Pourtant, vous vous réclamez des années 20 dans vos recherches. Que signifient-elles pour votre génération ?

- Il faut distinguer deux choses. Tout d’abord, l’aspect théorique. Le nazisme a détruit une masse d’expériences, de tentatives, de théories artistiques extraordinairement riches. C’est ce foisonnement qu’il s’agit de se réapproprier par-delà toutes les nostalgies et les modes rétro. Ensuite, je pense qu’il y a aussi un problème d’identité culturelle, pour nous autres Allemands. Nous devons lutter sur deux fronts : nous débarrasser de la culture fasciste, de son héritage et aussi de l’américanisation qui a suivi la Seconde Guerre mondiale. Il n’ y a pas seulement que l’argent américain qui a été absorbé par l’Allemagne fédérale, mais les valeurs, les films, les images, la musique, les chansons. On nous a doublement volé notre identité culturelle. Le nazisme a perverti la culture et on a eu ensuite des produits fabriqués, importés en guise de nouvelle culture. Je pense que revenir vers les années vingt, c’est renouer un fil brisé : celui de notre identité, c’est aussi retrouver le visage d’une autre Allemagne. Par ailleurs, je crois qu’il existe des analogies assez frappantes entre la situation économique actuelle et certains symptômes des années 20. Quand Brecht écrivait en 1928 :  » D’abord vient la bouffe, ensuite la morale ! », cette phrase est-elle vraiment inactuelle lorsque l’on voit ce qu’est le chômage ?.

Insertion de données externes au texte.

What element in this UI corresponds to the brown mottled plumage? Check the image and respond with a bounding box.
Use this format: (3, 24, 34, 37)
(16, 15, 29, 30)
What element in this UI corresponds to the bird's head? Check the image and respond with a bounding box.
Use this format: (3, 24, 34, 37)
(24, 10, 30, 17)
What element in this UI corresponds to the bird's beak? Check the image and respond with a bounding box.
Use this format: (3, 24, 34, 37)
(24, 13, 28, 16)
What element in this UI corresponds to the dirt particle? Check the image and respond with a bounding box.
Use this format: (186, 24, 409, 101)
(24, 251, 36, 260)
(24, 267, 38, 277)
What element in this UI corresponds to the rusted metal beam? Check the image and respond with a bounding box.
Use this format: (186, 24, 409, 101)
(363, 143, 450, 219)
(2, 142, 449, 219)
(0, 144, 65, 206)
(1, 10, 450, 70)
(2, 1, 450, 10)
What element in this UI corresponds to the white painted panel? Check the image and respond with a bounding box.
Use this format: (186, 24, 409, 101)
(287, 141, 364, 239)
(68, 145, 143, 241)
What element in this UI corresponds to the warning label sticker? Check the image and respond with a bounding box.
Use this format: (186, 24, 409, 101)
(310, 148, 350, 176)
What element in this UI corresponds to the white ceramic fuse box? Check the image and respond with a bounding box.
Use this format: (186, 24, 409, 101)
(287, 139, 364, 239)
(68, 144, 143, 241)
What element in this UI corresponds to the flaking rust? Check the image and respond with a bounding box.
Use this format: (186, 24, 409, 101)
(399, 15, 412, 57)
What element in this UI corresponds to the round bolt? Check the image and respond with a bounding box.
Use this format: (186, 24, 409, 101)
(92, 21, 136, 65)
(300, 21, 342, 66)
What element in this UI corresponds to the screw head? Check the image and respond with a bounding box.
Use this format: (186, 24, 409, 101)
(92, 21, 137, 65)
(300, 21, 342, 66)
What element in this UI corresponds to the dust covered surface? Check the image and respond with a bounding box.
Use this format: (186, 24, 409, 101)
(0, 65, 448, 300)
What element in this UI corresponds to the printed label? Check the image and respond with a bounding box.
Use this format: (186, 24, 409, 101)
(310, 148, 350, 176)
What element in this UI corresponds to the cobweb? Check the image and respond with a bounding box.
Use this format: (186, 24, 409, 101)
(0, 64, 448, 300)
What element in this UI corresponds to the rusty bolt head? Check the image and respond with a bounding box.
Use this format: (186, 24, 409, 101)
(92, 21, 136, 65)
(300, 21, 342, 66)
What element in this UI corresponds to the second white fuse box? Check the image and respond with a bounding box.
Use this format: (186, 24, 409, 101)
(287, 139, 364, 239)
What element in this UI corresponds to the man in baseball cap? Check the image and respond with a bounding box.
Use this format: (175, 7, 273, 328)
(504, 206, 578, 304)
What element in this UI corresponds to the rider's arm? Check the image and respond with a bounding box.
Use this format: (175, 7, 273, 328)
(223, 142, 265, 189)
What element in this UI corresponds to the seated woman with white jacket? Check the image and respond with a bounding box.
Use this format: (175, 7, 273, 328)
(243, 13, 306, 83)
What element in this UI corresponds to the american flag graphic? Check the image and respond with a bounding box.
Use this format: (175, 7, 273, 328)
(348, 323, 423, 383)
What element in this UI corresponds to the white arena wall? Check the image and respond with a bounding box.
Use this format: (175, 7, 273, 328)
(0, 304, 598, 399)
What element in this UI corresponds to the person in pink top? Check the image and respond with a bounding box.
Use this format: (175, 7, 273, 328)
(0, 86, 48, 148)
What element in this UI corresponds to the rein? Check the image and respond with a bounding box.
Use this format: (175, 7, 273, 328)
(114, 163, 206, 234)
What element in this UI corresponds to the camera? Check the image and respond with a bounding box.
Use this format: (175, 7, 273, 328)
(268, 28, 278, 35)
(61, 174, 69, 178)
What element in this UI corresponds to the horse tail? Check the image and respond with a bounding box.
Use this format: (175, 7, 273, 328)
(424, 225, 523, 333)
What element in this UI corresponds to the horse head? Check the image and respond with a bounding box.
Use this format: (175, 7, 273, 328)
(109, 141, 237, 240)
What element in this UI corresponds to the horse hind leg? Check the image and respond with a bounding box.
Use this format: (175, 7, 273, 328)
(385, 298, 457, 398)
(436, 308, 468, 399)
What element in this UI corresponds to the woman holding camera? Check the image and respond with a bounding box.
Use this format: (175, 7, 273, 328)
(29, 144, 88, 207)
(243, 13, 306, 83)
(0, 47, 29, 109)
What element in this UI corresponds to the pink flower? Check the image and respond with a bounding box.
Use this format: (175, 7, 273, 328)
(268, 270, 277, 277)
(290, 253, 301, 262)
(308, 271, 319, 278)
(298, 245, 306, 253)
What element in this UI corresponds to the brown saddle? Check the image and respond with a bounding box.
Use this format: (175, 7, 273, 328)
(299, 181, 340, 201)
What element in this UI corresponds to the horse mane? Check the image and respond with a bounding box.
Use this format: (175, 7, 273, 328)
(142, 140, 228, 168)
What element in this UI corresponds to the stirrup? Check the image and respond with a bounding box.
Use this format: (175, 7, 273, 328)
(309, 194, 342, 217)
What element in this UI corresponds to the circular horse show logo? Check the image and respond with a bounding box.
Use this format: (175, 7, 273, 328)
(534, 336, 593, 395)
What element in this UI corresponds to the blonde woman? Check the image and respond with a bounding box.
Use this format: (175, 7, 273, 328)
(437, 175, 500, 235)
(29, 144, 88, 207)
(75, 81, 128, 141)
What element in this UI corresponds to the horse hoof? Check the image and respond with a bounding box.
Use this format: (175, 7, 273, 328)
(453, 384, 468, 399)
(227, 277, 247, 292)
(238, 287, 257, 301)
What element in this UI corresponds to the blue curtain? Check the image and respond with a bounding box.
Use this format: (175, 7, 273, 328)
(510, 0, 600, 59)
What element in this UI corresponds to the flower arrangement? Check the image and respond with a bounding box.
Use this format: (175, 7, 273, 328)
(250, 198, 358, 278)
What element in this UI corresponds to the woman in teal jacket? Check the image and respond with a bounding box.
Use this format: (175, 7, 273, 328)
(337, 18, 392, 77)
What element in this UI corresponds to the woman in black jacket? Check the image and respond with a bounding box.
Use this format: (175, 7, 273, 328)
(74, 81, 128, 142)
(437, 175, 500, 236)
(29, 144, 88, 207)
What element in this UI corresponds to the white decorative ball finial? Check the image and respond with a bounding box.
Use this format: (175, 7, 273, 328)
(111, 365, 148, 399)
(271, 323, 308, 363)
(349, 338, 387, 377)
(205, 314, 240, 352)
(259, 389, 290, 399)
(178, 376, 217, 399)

Propos recueillis par Jean-Michel PALMIER.

Repères

L’actualité fait converger les intérêts pour Brecht. L’Opéra de quat’sous, mis en scène par Hans Peter Cloos, est donc présenté au théâtre des Bouffes du Nord jusqu’au 28 avril. Maurice Sarrazin en propose une autre version au théâtre Mogador.
Au TEP, Guy Rétoré présente une nouvelle mise en scène de Maître Puntila et son valet Matti. (jusqu’au 14 avril). De leur côté, les Tréteaux du Midi montent à Montpellier La résistible ascension d’Arturo Ui dans une mise en scène de Jacques Echantillon. La mère de Brecht, enfin, est montée par Pierre-Etienne Heymann dans une scénographie de Yannis Kokkos au théâtre Roger Salengro à Lille.

Du côté de l’édition, l’Arche vient de faire paraître le septième volume du théâtre complet de Brecht. Il comprend Antigone, Le Précepteur, Coriolan, Le Procès de Jeanne d’Arc et Tambours et trompettes. C’est plutôt à un pamphlet anti-brechtien que s’est livré Guy Scarpetta dans son Brecht ou le soldat mort (Grasset) : pour lui, Brecht le pervers et le marxiste ne font qu’un.
Les Cahiers de l’Herne, enfin, consacrent un numéro à paraître fin mai à Brecht. Il est dirigé par Bernard Dort et Jean-François Peyret et y collaboreront, entre autres, Lassalle, Vitez, Peter Stein, Reiner Muller, Jacques Rancière, Jean Jourdheuil, Georges Banu….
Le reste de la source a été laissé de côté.